MKC3946 is a potent and soluble IRE1α inhibitor, used for cancer research.


MKC-3946 blocks?XBP1?mRNA splicing and exhibits cytotoxicity against AML cells. MKC-3946 inhibits XBP1S expression induced by tunicamycin (TM) in NB4 cells (B) and AML sample from patients[1]. MKC-3946 prevents the splicing of the XBP1 mRNA in response to ER stress caused by mutant proinsulin production[2]. MKC-3946 is an IRE1α endoribonuclease domain inhibitor that blocks XBP1 mRNA splicing and triggers modest growth inhibition in MM cells. MKC-3946 inhibits XBP1s expression induced by Tm in a dose-dependent manner, but does not affect phosphorylation of IRE1α. MKC-3946 blocks XBP1 splicing and enhances cytotoxicity induced by bortezomib or 17-AAG. MKC-3946 (10μM) enhances ER stress-mediated apoptosis induced by bortezomib or 17-AAG, and enhances cytotoxicity of ER stressors, even in the presence of BMSCs or exogenous IL-6[3].

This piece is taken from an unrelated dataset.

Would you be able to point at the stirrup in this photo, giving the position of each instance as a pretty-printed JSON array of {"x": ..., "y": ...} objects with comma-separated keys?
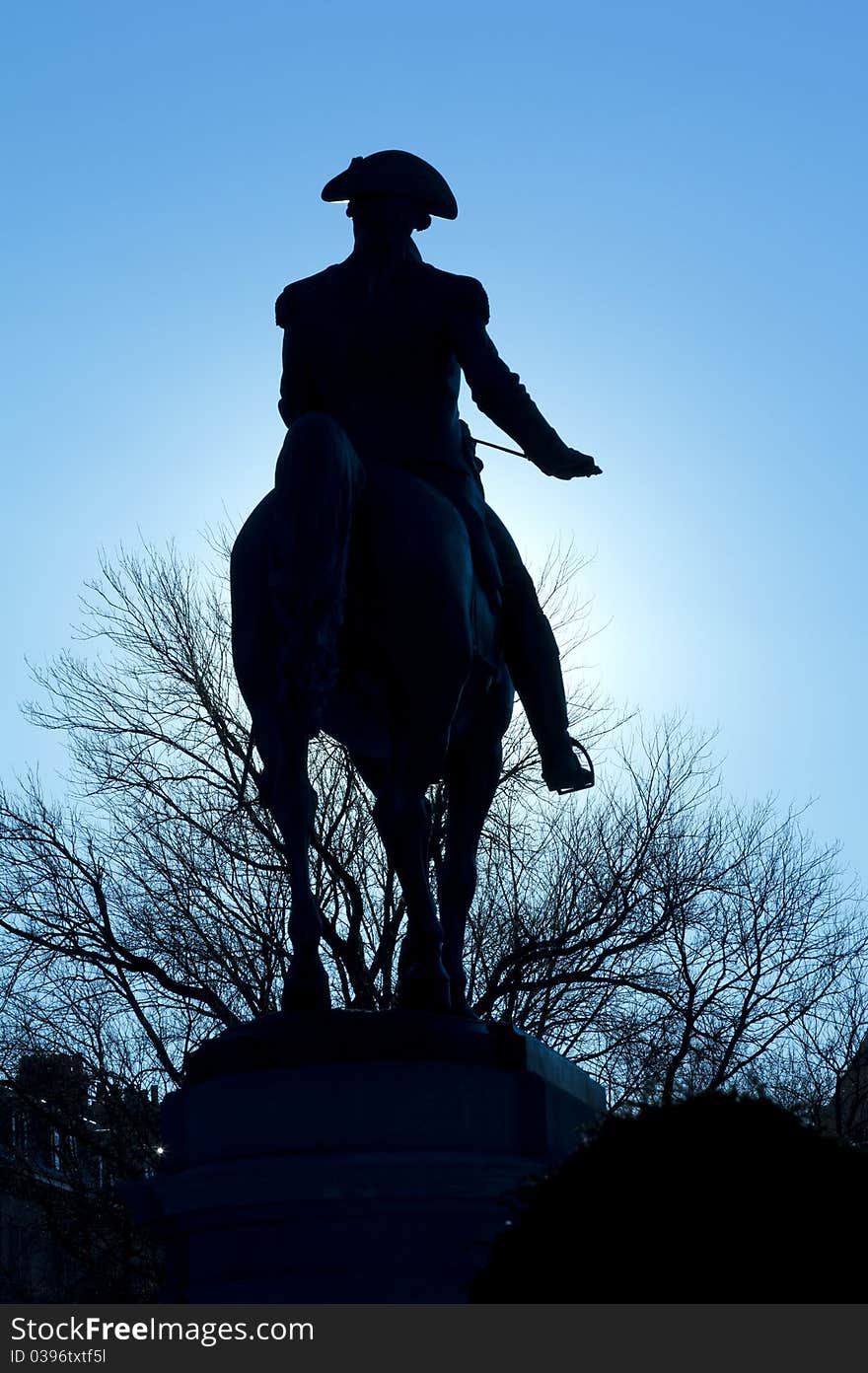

MKC-3946 (100 mg/kg, i.p.) inhibits XBP1 splicing in a model of ER stress in vivo, associated with significant growth inhibition of MM cells, alone or with bortezomib. MKC-3946 significantly reduces MM tumor growth in the treatment versus control group. Inhibition of XBP1 splicing by MKC-3946 is associated with decreased MM growth in vivo, alone or in combination with bortezomib[3].


参考文献:
[1]. Sun H, et al. Inhibition of IRE1α-driven pro-survival pathways is a promising therapeutic application in acute myeloid leukemia. Oncotarget. 2016 Apr 5;7(14):18736-49.
[2]. Zhang L, et al. IRE1 inhibition perturbs the unfolded protein response in a pancreatic β-cell line expressing mutant proinsulin, but does not sensitize the cells to apoptosis. BMC Cell Biol. 2014 Jul 10;15:29.
[3]. Mimura N, et al. Blockade of XBP1 splicing by inhibition of IRE1α is a promising therapeutic option in multiple myeloma. Blood. 2012 Jun 14;119(24):5772-81.